# Overview

Draw `n_flux_sample` samples from each model state, where the constraints themselves are uniform (prior) r.v.s. 

In [None]:
%matplotlib inline
import matplotlib.pyplot as plt
import seaborn as sns
import requests

import cobra
import cobra.test
from cobra.test import create_test_model
from cobra.util.solver import linear_reaction_coefficients
from cobra.flux_analysis import flux_variability_analysis
from cobra.sampling import sample

import numpy as np
import pandas as pd
import os
import re
from functools import reduce
import itertools
import time
from tqdm import tqdm
import pickle

import cobrapy_func as cf

def get_subsets(S, m):
    return [list(x) for x in list(set(itertools.combinations(S, m)))]

In [None]:
# Load zbgem2 model
t0 = time.time()
fn_zgem2 = "/Users/don/Documents/mlardelli/data/zebragem_20200228_mod.xml"
model = cobra.io.read_sbml_model(fn_zgem2)
print("Loaded SBML file in %.2fs" % (time.time() - t0))

# Print stuff out
print(f"num reactions = {len(model.reactions)}")
print(f"num metabs = {len(model.metabolites)}")
print(f"num genes = {len(model.genes)}")
print(f"num exchanges = {len(model.exchanges)}")
print("")
model.objective ="BIO_L_2"

# Load DE genes
d0 = pd.read_csv("/Users/don/Documents/mlardelli/data/de_genes.csv")

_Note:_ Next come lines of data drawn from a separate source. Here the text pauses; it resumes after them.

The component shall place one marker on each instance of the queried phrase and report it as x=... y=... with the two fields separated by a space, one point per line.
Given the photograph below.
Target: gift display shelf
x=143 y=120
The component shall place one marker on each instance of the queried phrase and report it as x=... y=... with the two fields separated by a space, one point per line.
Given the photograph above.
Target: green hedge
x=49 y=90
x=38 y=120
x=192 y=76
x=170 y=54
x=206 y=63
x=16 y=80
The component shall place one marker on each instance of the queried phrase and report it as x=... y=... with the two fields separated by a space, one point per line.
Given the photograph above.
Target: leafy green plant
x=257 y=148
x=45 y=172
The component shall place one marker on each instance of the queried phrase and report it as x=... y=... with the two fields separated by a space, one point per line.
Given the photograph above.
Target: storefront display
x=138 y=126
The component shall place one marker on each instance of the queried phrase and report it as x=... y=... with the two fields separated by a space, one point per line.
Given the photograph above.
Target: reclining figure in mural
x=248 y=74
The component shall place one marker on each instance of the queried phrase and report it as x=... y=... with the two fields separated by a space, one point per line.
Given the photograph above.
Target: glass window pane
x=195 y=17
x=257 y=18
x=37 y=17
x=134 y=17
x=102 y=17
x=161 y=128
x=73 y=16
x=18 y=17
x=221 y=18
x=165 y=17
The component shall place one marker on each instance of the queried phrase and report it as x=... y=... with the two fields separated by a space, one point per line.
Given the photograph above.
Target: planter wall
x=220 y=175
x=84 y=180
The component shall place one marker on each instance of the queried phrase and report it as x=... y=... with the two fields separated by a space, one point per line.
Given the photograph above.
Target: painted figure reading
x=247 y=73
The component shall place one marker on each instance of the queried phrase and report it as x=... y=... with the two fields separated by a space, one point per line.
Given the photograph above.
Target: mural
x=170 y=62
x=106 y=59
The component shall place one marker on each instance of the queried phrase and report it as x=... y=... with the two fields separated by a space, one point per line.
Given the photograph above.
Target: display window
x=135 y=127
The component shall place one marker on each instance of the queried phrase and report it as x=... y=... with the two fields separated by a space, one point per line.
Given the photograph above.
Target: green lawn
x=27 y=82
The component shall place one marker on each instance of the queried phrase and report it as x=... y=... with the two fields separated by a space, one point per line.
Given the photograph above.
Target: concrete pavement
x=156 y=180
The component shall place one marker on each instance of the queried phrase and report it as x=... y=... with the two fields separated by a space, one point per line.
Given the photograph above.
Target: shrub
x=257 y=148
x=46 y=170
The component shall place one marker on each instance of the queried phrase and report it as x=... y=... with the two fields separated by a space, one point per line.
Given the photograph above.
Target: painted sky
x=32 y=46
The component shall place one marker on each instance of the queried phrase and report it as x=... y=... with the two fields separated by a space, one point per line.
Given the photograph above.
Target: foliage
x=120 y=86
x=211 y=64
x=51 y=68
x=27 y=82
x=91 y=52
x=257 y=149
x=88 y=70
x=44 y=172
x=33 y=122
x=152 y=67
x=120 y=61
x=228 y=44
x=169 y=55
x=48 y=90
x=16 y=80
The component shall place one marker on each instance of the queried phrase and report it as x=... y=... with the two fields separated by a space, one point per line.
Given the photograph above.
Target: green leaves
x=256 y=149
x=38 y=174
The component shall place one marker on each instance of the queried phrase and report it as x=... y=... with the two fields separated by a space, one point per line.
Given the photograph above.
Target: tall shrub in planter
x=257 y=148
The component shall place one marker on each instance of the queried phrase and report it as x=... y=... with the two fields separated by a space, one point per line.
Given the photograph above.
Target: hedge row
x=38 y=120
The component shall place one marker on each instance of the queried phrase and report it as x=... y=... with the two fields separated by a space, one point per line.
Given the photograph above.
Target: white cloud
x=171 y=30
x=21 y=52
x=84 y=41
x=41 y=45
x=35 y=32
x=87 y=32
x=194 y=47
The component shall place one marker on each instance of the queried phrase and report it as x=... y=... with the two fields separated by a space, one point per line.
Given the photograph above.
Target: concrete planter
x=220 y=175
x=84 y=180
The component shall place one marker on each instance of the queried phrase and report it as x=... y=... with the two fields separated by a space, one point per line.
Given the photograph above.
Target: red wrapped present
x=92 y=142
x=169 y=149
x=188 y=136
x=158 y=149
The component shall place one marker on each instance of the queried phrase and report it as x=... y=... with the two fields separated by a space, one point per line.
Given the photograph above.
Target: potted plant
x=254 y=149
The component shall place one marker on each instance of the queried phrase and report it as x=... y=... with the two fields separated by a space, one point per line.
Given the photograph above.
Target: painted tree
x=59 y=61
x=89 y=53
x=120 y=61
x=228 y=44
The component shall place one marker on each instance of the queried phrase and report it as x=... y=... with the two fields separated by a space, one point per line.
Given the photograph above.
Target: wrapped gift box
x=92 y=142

# For the genes in the DE list, get only those which are in ZBGEM
zbgem_gene_ls = [g.id for g in model.genes]

de_genes_ls = []
for ncbi_id in list(d0["ncbi_id"]):
    if ncbi_id in zbgem_gene_ls:
        de_genes_ls.append(ncbi_id)
print(f"Num. DE genes present in ZBGEM = {len(de_genes_ls)}")

de_df = d0.loc[d0["ncbi_id"].isin(de_genes_ls)]

# Get dict of reactions affected by DE genes, and a flat list
rxn_dict = {}
affected_rxn_ls = []
for ncbi_id in de_genes_ls:
    val_ls = [rxn.id for rxn in list(model.genes.get_by_id(ncbi_id).reactions)]
    rxn_dict[ncbi_id] = val_ls
    affected_rxn_ls.append(val_ls)

affected_rxn_ls = list(set([item for sublist in affected_rxn_ls for item in sublist]))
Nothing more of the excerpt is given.